In an ideal, all-for-one, one-for-all world, when the Denver Post columnist was banned, the entire press corps would have objected and boycotted Sanders. Imagine Prime walking into a press conference with no cameras, no reporters, no microphones. Colorado is riding a wave of regeneration precisely because the head coach of its football team donned cameras and microphones. Imagine if there were no more cameras and microphones.

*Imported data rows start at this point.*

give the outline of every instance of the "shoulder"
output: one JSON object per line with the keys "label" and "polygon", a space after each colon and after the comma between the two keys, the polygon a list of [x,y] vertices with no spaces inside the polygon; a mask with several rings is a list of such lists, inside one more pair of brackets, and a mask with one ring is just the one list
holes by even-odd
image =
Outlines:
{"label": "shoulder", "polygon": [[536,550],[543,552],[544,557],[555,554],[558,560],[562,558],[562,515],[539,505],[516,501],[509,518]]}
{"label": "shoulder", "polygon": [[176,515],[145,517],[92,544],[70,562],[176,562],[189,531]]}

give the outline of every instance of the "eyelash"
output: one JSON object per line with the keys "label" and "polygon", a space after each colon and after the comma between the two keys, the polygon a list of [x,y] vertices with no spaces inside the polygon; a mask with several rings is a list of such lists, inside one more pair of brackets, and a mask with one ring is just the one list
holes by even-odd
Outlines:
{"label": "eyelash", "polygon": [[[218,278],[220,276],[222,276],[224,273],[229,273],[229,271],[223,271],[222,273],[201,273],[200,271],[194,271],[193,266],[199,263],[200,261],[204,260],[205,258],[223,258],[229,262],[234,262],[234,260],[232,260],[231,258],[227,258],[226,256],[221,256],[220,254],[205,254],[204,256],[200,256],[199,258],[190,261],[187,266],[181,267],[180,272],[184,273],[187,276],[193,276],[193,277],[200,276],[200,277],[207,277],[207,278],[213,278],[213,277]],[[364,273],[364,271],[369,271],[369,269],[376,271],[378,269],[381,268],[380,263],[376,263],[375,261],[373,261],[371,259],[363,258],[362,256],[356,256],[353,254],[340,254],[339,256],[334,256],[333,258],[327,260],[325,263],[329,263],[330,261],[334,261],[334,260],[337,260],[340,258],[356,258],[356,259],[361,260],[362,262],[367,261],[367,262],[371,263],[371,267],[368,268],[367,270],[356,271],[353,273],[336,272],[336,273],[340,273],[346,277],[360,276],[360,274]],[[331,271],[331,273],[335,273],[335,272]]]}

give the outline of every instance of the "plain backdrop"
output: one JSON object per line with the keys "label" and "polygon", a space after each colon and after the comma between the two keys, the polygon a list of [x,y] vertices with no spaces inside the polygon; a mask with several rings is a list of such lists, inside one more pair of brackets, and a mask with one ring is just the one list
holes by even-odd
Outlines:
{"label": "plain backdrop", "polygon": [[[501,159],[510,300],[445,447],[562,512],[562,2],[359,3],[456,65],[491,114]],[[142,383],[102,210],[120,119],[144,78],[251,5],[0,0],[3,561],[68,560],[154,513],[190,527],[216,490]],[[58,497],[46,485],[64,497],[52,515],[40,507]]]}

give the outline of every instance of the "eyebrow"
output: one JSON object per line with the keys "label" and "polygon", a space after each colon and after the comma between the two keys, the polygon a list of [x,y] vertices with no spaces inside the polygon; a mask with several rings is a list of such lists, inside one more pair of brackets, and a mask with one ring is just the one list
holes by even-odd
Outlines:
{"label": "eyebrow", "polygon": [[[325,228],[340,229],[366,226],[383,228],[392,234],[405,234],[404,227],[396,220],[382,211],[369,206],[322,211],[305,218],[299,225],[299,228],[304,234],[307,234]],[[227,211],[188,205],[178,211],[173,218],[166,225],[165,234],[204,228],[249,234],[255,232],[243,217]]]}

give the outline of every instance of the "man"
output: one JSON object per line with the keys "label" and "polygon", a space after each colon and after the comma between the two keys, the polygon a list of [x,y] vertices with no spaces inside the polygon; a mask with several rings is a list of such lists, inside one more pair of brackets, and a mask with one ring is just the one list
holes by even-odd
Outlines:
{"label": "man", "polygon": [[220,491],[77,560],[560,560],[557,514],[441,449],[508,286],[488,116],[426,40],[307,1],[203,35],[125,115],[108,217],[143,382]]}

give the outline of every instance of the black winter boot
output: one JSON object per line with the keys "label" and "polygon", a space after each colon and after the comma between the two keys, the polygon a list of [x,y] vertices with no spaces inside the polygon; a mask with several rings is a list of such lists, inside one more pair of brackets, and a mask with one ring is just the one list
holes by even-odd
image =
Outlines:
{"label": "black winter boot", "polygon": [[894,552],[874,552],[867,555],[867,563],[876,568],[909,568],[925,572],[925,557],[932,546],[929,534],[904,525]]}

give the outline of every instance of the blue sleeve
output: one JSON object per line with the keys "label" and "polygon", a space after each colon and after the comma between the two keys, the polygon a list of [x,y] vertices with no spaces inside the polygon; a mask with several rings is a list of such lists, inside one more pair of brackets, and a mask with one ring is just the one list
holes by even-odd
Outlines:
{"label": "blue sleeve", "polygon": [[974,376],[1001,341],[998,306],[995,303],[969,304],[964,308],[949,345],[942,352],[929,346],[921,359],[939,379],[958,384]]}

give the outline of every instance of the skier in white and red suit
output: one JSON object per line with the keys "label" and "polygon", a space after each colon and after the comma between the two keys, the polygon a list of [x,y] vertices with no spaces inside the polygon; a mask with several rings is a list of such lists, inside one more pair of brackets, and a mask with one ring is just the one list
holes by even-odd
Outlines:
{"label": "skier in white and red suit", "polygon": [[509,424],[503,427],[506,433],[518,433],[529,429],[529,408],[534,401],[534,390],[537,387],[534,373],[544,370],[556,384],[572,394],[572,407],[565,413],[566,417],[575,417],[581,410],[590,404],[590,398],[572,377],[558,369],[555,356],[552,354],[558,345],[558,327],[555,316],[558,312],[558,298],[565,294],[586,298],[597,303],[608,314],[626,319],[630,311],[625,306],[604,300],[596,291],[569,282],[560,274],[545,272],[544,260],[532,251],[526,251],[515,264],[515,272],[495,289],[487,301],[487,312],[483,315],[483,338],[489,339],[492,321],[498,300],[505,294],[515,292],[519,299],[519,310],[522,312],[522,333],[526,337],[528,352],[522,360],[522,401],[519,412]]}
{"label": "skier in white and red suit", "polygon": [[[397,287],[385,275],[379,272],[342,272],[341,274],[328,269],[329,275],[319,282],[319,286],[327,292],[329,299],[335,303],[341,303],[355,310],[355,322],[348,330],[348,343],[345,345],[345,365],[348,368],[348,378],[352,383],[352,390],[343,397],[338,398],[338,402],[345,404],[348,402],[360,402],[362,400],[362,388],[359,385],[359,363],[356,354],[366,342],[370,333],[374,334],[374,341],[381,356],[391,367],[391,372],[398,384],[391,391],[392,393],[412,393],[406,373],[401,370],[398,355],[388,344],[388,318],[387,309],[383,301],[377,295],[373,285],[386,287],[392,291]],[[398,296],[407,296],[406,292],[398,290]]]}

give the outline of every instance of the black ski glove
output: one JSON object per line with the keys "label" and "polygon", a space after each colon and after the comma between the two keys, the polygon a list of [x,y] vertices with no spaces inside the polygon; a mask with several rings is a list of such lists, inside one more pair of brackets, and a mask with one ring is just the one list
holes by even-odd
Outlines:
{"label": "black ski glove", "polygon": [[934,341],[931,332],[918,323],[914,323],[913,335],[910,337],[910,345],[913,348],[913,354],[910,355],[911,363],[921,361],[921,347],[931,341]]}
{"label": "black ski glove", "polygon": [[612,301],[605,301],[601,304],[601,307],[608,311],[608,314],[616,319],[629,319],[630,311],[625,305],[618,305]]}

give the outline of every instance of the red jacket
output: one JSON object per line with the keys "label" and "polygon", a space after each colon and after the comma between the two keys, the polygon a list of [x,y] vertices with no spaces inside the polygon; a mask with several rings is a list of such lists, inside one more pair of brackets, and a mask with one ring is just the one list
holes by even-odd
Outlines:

Colorado doesn’t really need to imagine that. The university knows what it feels like, because it experienced it itself in the years before Prime came: lethargy, indifference, darkness.

Anyway, a media boycott will never happen and that’s the crux of the matter: the media can’t afford to boycott Coach Prime. He’s a ratings machine. Right now he’s news and we’re reporting the news.

We all have our standards. Sanders and the university have established standards for what they consider “out of line” reporting. I have my standards for what I consider compelling news.

Coach Prime won at Jackson State. He talked about Black empowerment and institution building, but he won. The news in college football is whether Coach Prime can lead Colorado to a winning record and a bowl game. The Buffaloes will be compelling when they win, average and boring when they lose. Pure and simple.

One game down, 11 to go.

William C. Rhoden is a columnist for Andscape and the author of Forty Million Dollar Slaves: The Rise, Fall, and Redemption of the Black Athlete. He directs the Rhoden Fellows, a training program for aspiring journalists from HBCUs.